I use 777 pellets and they seem to work okay for me in my inline. Had an old Knight 93 that REALLY liked 85 grain loads. so loose powder for it was the only way to go.


----------



## sherman51

i found a good sale on the 777 about 4 yrs ago, and have been using it ever since i bought up a bunch of it. im still shooting the same powder that i bought back then. it still fires good for me. i have no complants at all.

when i get the rest of the 777 i still have shot up, i think i might try the bh209. but i have had such good service out of the 777 its going to have to do a good job to get me to change from the 777 pellits.
sherman


----------



## CasualFisherman

supercanoe said:


> I've always shot loose pyrodex or pryrodex pellets. Does 777 or white hots have less smoke or any other advantages over pyrodex pellets. Any one have any first hand experience with 777 or white hots?


I still use loose pyrodex. At half the price, I do not see any clear advantage. Certainly not any in accuracy. 777 may be a little cleaner but both are a mess. 

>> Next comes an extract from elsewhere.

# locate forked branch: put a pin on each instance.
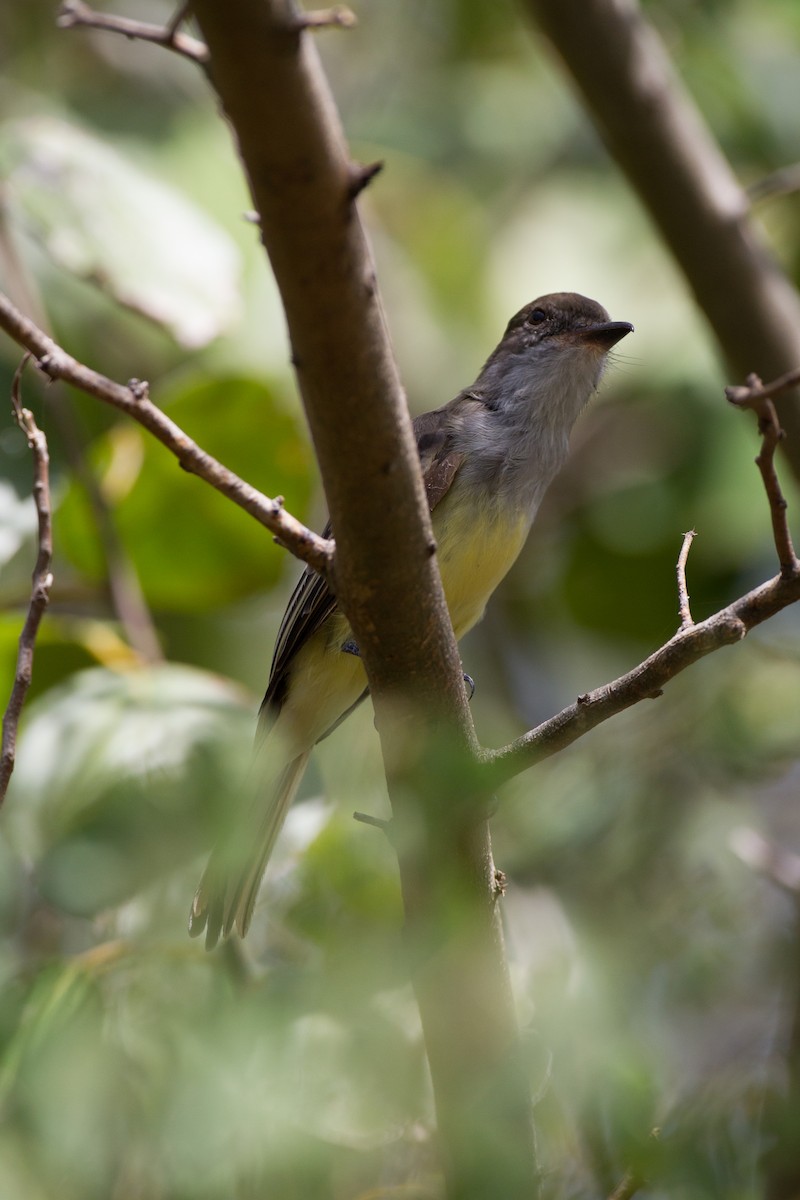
(42, 580)
(74, 13)
(134, 401)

I have not used white hots.


----------



## flthednut

I too have bought quite a quantity of 777 in both pellets and loose powder. I'm sure I have enough to last a long, long time. I have never tried the white hots and I used to shoot the Pyrodex powder years ago. Sure it's all dirty but that's the nature of smokepoles.... I would like to try the Blackhorn 209 but I own a T/C Black Diamond and from my understanding, this is one rifle that the BH 209 shouldn't be used in. It has to do with the sliding plunger bolt and blow back through the breech plug. Now for those of you with bolt type or closed breech types this BH 209 powder seems to be the best thing going. Although I might not achieve the holy grail of hair splitting accuracy, the 777 pellets does the job very well for me. 2 Pellets with a easy glide 250 gr. shockwave proved accurate enough to take an 8 point last year at a respectable 97 - 100 yards holding dead on. The buck went about 15 yards and expired. Over the years this 2 pellet load with different sabots of different weights all seem to have done the job. There have been seasons where I used the Muzzleloader instead of my shotgun. Yep I love that rifle and the way it shoots. Maybe one day soon I'll buy a closed breech type muzzleloader and try this BH 209 powder... I was blessed with a Grandson this past June and I can't think of a better reason why I shouldn't buy a new Muzzlelaoder. Heck They ain't going to get any cheaper in the future, Who knows if they will even be made. Sorry if I'm getting long winded and off topic.... Ain't nothin wrong with shooting Pyrodex, If it works for you I'm sure the deer have no clue. Good hunting Gentlemen......:!


----------